Saint-Martin/COVID-19 : Sint Maarten adopte les tests antigéniques, fin des pseudo-restrictions transfrontalières ?

Publié le 21/11/2020 | La rédaction

Saint-Martin (Partie Française)

Les ministres du tourisme et de la Santé de Sint Maarten, Ludmila de Weever et Richard Panneflek, ont annoncé cette semaine que les tests antigéniques seraient acceptés pour entrer sur le territoire à partir du 25 novembre.

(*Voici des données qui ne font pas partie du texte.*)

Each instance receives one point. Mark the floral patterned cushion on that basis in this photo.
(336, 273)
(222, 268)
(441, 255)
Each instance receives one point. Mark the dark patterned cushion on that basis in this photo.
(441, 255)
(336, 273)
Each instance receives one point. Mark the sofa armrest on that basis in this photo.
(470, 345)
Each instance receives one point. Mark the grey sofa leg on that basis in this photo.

Tests PCR 120h ou antigénique 48h

Ainsi, à partir de cette date, tout voyageur à destination de Sint Maarten devra remplir une demande d’autorisation sanitaire obligatoire via le système électronique d’autorisation sanitaire (EHAS) disponible sur www.stmaartenentry.com et télécharger leur test RT-PCR négatif dans les 5 jours ou leur résultat de test antigénique négatif dans les 48 heures.

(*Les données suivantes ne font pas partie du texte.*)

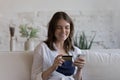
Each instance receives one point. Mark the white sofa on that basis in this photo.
(100, 65)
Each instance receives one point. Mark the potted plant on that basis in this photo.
(29, 33)
(82, 42)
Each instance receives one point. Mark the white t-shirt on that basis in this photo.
(44, 58)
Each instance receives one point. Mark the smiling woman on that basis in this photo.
(49, 61)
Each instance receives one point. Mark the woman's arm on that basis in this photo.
(78, 75)
(79, 62)
(57, 62)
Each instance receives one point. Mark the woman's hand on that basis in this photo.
(79, 62)
(58, 61)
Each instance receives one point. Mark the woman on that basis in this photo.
(48, 63)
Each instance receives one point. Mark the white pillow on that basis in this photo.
(102, 65)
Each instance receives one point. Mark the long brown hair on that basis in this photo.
(51, 31)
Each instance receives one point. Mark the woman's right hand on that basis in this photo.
(58, 61)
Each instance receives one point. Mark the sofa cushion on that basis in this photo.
(102, 65)
(15, 66)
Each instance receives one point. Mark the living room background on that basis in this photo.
(91, 16)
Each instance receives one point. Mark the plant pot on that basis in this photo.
(29, 45)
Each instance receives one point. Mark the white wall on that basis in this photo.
(101, 16)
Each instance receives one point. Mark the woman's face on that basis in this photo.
(62, 30)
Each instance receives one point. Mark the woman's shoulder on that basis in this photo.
(76, 48)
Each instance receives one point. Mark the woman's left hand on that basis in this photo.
(79, 62)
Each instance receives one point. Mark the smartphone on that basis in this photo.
(67, 58)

Pour rappel, en partie française, l’entrée sur le territoire est soumise à la présentation d’une attestation sur l’honneur et d’un test PCR ou d’un test antigénique négatif réalisé dans les 72 heures.

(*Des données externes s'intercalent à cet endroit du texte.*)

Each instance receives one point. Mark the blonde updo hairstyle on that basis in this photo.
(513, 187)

Il est peu de chances, dans la mesure où il n’est pas issu des discussions réputées entamées entre l’ARS et les autorités de Sint Maarten pour la mise en place d’un protocole commun, que ces nouvelles dispositions adoptées par la partie hollandaise soient officiellement adoubées par les autorités de la partie française au point d’assouplir les restrictions en vigueur, dans les faits ou dans l’esprit.

Bien consciente des réalités historico-économiques et décidément pas prête à se passer de saison touristique, Sint Maarten s’embarrasse de bien moins d’égards et la ministre De Weever n’hésite pas à colorier son propos de bleu, blanc, rouge Cocorico. “Je suis satisfaite de cet ajout car cela facilitera les déplacements à Sint Maarten, car ces tests antigéniques sont facilement disponibles sur nos principaux marchés touristiques. En effet, l’une de nos grandes compagnies aériennes, Air France, utilise déjà ce test pour voyager entre Paris et la Guadeloupe, dans la fenêtre de 48 heures. L’économie de notre île doit revenir aux niveaux prépandémiques de la manière la plus sûre et la plus rapide possible et cette décision nous permet de faire les ajustements nécessaires pour augmenter le nombre de visiteurs et avec elle l’activité économique”, a t-elle ainsi déclaré, loin de la rigidité et de l’abstrusité du discours français.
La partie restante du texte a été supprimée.